I find it really refreshing how the news from this week has fueled the discussion around various aspects of applications and software-defined networking (SDN) that have been raised a few times in the past.
It is about the application, right? That was and will always be true. And to deliver the highest user experience, the network needs to provide services that are tailored to the application requirements. It seems to be pretty easy. But how do we achieve that? One of the valid observations from the Cisco Application-Centric Infrastructure (ACI) announcement is clearly that not everything will become virtual. You need to support a mixed virtual, physical infrastructure in any case. That should also lead to specific architectural choices as specific functions need to be pushed into or kept in the physical network, as only there are you able to provide those services for all applications in a comprehensive, high-performance, and agile fashion.

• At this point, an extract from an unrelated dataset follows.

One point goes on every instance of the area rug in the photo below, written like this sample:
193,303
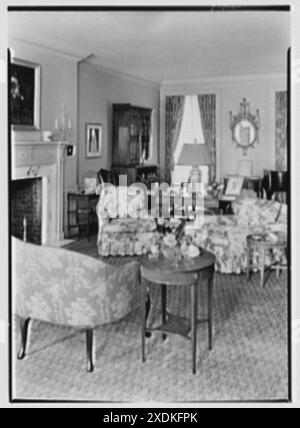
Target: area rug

But to assure those services, the network needs to know what applications exist and what they need.
The crux is that applications do not and should not know too much about the network, as I’ve noted before in discussing the right level of abstraction. But some network awareness for applications is necessary to provide a reliable service.
The proper demarcation line — and, so, the structure of the API, and the eventually business-oriented language that is supported there — is key to success. The network services are provisioned by the applications without the need to know a whole lot about the specifics. Done right, this results in agility; automation and orchestration; and better application delivery services, which are clearly the most important benefits of an SDN architecture. So, application awareness is achieved.
But is this sufficient? Probably not. Even looking at the ACI announcement, it calls out different data-plane options, and that is also my view of the world. To make sure that application awareness also exists in the data plane (and not only in the control plane), one needs to go further than most of today’s SDN architectures. Those have been focused mostly on the large cloud data centers and not the enterprise data center, and they rely on a data plane that is based on commodity silicon. Those solutions do not provide the granularity required to cope with a large number of unique and dynamic application flows at the data-plane layer, so this limits their capabilities and scale.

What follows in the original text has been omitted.